NUMBER 360 1940

Question. A is a patrolman employed by the City of New York Police Department, who was granted a discharge in bankruptcy. B was the holder of a judgment against A, which was listed in A’s bankruptcy and which was discharged. B’s attorney has had A brought up on departmental charges complaining of A’s failure to pay B’s judgment setting up that such failure was a violation of departmental rules. These charges have always been dismissed, B’s attorney, having full knowledge of the facts, threatens to reopen the departmental hearings until A pays the discharged judgment, or is himself discharged from his position. He now threatens another letter to the Police Commissioner on the same subject.

Does an attorney representing a judgment creditor violate the ethics of his profession when he lodges repeated complaints with the judgment debtor’s superiors in the New York City Police Department when the judgment has been discharged in bankruptcy and the attorney admittedly had full knowledge of the bankruptcy? May the attorney for the creditors threaten to continue the complaints until the judgment is paid?

Answer, The principles of Canon 30 of the Canons of Professional Ethics are applicable. That Canon reads:

The lawyer must decline to conduct a civil cause or to make a defense when convinced that it is intended merely to harass or to injure the opposite party or to work oppression or wrong. But otherwise it is his right, and having accepted retainer, it becomes his duty to insist upon the judgment of the Court as to the legal merits of his client’s claim. His appearance in Court should be deemed equivalent to an assertion on his honor that in his opinion his client’s case is one proper for judicial determinations.

Rule 218 of the Rules and Regulations of the Police Department provides; “A member of the department shall promptly pay his just debts and shall not incur liabilities which he is unable or unwilling to discharge.” This rule must be read with In re Hicks, 133 Fed, Rep. 739, which recognizes the right of a member of the Police Department to resort to bankruptcy proceedings.

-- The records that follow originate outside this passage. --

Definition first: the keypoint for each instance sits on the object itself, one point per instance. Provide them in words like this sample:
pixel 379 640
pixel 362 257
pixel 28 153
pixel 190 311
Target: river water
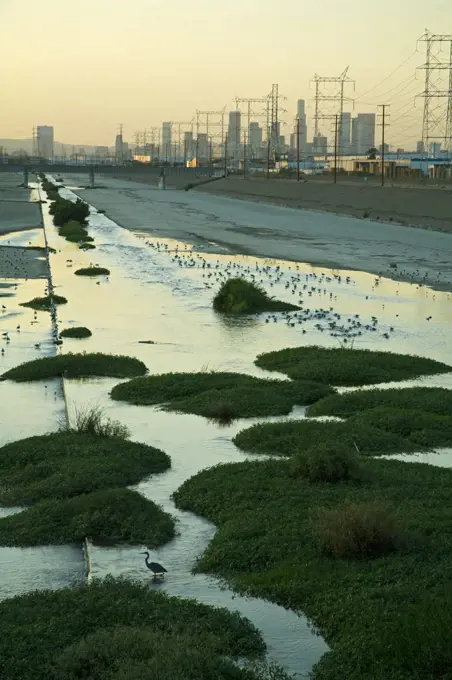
pixel 160 291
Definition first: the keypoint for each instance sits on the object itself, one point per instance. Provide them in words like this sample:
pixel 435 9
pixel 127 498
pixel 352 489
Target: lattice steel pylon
pixel 330 97
pixel 437 95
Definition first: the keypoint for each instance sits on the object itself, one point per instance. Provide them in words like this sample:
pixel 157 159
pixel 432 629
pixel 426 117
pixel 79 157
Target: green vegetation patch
pixel 76 332
pixel 44 304
pixel 385 616
pixel 214 394
pixel 120 630
pixel 92 271
pixel 77 366
pixel 238 296
pixel 106 516
pixel 422 428
pixel 432 399
pixel 65 464
pixel 290 437
pixel 339 366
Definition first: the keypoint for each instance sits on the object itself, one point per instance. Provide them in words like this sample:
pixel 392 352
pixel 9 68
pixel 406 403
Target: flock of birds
pixel 315 293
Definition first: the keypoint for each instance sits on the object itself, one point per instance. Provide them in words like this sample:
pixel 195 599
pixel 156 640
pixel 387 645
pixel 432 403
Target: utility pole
pixel 383 124
pixel 298 149
pixel 336 128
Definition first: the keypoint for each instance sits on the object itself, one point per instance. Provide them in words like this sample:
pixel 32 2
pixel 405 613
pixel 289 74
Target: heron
pixel 155 567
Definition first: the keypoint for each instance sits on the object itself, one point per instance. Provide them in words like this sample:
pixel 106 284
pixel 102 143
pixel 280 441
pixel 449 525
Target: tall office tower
pixel 234 127
pixel 166 139
pixel 45 141
pixel 345 128
pixel 301 126
pixel 255 140
pixel 188 145
pixel 203 146
pixel 363 133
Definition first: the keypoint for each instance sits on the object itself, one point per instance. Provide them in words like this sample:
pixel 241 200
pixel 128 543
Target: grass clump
pixel 219 396
pixel 422 428
pixel 76 332
pixel 106 516
pixel 432 399
pixel 74 232
pixel 347 367
pixel 44 304
pixel 238 296
pixel 123 630
pixel 68 463
pixel 266 547
pixel 326 463
pixel 82 365
pixel 295 436
pixel 356 531
pixel 92 271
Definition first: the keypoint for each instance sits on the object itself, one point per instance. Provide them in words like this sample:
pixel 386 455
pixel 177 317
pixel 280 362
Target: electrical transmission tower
pixel 330 97
pixel 437 95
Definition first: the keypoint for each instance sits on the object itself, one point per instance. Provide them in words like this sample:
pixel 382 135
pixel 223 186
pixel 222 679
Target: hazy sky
pixel 85 66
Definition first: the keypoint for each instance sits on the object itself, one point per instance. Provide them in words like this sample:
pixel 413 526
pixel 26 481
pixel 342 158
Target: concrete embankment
pixel 429 208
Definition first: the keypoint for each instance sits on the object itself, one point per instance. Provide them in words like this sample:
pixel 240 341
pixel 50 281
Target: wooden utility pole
pixel 298 149
pixel 383 124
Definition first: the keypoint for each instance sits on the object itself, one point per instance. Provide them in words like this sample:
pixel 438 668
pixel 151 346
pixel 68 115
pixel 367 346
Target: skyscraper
pixel 45 141
pixel 345 125
pixel 234 128
pixel 166 139
pixel 301 126
pixel 363 133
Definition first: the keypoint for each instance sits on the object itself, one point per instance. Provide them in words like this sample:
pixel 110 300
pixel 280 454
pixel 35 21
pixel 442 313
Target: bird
pixel 155 567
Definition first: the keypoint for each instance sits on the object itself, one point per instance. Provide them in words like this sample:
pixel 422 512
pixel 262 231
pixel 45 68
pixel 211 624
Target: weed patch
pixel 294 436
pixel 348 367
pixel 66 464
pixel 44 304
pixel 432 399
pixel 76 332
pixel 215 394
pixel 368 608
pixel 238 296
pixel 92 271
pixel 121 630
pixel 77 366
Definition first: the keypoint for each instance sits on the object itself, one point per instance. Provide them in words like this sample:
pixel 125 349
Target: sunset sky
pixel 85 66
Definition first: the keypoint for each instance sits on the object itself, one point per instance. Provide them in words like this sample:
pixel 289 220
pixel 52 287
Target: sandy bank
pixel 248 227
pixel 430 208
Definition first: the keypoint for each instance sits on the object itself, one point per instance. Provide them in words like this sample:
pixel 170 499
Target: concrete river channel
pixel 151 295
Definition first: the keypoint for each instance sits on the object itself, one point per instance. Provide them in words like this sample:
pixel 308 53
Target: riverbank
pixel 227 225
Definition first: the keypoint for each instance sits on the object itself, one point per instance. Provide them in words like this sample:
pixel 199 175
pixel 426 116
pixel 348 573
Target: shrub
pixel 92 271
pixel 92 420
pixel 340 366
pixel 213 394
pixel 76 332
pixel 82 458
pixel 356 531
pixel 108 516
pixel 290 437
pixel 44 304
pixel 77 366
pixel 238 296
pixel 431 399
pixel 118 629
pixel 325 463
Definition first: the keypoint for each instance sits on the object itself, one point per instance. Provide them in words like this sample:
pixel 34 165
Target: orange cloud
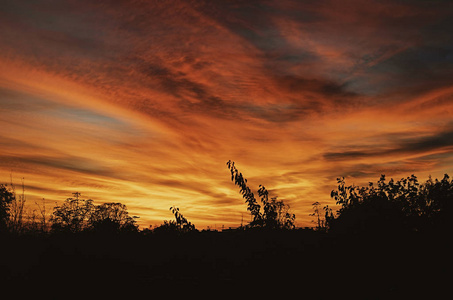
pixel 144 102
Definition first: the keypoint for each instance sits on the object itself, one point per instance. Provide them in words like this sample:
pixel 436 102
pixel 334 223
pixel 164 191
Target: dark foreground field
pixel 253 263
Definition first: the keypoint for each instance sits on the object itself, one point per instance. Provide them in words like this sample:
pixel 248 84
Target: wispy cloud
pixel 143 102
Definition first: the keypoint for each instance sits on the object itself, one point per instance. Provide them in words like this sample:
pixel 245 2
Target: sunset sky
pixel 144 102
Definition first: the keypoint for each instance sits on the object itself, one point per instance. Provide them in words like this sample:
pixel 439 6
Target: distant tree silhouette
pixel 322 219
pixel 179 225
pixel 6 198
pixel 390 206
pixel 73 215
pixel 275 213
pixel 111 218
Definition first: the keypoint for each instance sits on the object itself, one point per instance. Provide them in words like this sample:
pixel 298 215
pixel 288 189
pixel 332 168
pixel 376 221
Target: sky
pixel 144 102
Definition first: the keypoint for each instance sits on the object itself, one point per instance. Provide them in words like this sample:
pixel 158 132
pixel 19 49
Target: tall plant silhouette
pixel 275 212
pixel 6 198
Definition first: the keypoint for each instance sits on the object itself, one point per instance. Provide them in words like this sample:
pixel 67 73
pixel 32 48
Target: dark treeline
pixel 390 239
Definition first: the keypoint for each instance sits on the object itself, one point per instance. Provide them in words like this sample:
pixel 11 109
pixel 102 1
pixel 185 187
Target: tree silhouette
pixel 111 218
pixel 179 225
pixel 275 213
pixel 6 198
pixel 73 215
pixel 388 206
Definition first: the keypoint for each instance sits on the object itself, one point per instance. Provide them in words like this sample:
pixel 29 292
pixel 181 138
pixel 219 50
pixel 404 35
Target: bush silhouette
pixel 404 205
pixel 179 225
pixel 111 218
pixel 73 215
pixel 76 215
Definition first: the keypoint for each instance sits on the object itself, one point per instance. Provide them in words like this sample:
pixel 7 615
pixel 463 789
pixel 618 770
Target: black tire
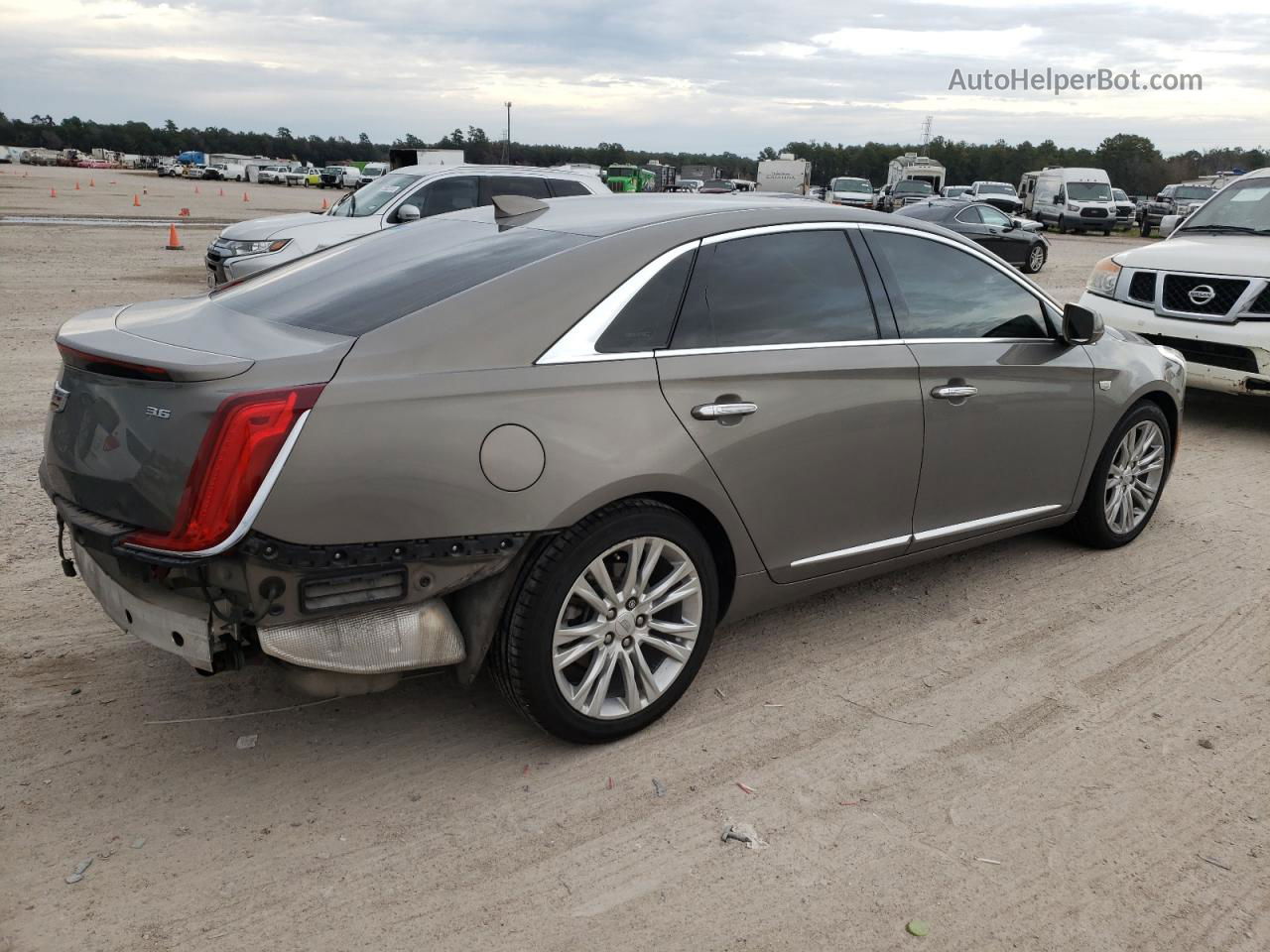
pixel 521 657
pixel 1089 525
pixel 1033 266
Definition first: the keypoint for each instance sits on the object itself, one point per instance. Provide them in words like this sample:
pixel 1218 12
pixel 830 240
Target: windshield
pixel 851 185
pixel 911 186
pixel 1243 206
pixel 370 199
pixel 1088 191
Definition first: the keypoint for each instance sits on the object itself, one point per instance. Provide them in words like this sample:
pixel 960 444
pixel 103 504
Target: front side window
pixel 991 216
pixel 444 195
pixel 371 198
pixel 1242 206
pixel 939 291
pixel 798 287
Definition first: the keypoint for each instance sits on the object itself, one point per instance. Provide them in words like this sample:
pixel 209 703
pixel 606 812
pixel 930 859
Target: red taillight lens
pixel 236 452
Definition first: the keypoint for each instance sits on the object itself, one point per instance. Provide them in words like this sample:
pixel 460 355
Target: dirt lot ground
pixel 1005 744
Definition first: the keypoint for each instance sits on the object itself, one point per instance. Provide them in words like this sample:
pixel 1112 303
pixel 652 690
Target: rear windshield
pixel 365 284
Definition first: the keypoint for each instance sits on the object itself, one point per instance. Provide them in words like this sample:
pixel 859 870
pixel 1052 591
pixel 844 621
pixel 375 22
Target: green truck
pixel 630 178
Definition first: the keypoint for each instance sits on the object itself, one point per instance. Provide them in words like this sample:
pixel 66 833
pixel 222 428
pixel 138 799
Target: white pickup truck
pixel 1203 291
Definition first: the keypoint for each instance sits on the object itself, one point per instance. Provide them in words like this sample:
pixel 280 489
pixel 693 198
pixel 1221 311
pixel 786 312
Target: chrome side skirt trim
pixel 855 549
pixel 252 511
pixel 956 530
pixel 987 522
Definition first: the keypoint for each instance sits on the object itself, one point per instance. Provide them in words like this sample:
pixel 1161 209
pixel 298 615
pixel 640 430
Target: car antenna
pixel 515 206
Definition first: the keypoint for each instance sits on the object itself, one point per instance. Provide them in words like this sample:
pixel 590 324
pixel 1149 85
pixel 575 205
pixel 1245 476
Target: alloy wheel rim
pixel 1134 476
pixel 627 627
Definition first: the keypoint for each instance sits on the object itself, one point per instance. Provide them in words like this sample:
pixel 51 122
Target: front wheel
pixel 610 624
pixel 1128 479
pixel 1035 259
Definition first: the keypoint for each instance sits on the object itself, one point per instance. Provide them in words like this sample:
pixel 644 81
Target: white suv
pixel 1205 291
pixel 403 195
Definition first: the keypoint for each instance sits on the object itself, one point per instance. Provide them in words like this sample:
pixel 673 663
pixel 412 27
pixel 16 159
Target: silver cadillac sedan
pixel 570 438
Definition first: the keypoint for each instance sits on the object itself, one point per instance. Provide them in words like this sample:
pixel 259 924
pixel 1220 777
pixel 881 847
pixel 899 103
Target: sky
pixel 679 76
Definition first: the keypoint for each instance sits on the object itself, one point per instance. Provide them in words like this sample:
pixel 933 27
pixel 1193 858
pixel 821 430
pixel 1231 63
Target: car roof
pixel 423 172
pixel 698 216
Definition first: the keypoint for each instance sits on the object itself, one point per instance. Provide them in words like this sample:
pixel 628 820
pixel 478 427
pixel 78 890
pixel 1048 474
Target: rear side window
pixel 448 195
pixel 645 322
pixel 794 287
pixel 368 282
pixel 939 291
pixel 566 188
pixel 525 185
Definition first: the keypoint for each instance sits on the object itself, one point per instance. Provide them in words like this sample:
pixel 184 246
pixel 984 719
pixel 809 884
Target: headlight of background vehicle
pixel 254 248
pixel 1103 277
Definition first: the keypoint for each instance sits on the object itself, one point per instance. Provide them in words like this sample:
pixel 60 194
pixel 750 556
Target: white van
pixel 1075 198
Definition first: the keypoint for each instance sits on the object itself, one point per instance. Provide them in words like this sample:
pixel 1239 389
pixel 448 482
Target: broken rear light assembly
pixel 239 456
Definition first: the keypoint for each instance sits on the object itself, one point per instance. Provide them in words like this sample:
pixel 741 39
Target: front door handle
pixel 724 413
pixel 953 391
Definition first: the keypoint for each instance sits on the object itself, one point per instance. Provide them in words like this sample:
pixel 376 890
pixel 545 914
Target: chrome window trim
pixel 987 522
pixel 252 511
pixel 855 549
pixel 578 343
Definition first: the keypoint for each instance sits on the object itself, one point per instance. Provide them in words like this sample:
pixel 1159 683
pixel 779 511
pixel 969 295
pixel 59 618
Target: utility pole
pixel 507 143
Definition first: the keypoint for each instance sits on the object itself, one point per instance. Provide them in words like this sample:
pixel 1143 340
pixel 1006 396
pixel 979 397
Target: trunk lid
pixel 139 388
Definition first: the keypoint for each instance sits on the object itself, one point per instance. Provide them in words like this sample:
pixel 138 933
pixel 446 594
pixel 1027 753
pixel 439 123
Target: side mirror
pixel 1080 325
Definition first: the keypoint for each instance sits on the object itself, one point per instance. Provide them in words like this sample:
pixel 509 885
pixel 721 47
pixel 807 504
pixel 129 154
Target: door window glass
pixel 792 287
pixel 943 293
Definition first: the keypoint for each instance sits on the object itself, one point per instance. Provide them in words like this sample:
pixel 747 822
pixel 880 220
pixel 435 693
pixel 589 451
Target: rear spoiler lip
pixel 94 333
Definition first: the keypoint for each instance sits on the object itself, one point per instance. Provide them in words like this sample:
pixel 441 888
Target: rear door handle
pixel 953 393
pixel 724 412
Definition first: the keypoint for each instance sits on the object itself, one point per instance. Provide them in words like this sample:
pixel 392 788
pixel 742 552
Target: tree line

In a communication to this Committee, the Acting Secretary to the Police Commissioner of the City of New York stated: “It has been the policy of this Department to consider the Hicks case as a judicial and constitutional limitation upon our Rule No. 218.”


The judgment having been duly discharged in the bankruptcy proceedings, the conduct of the attorney is, in the opinion of the Committee, professionally improper and in violation of the principles underlying Canon 30.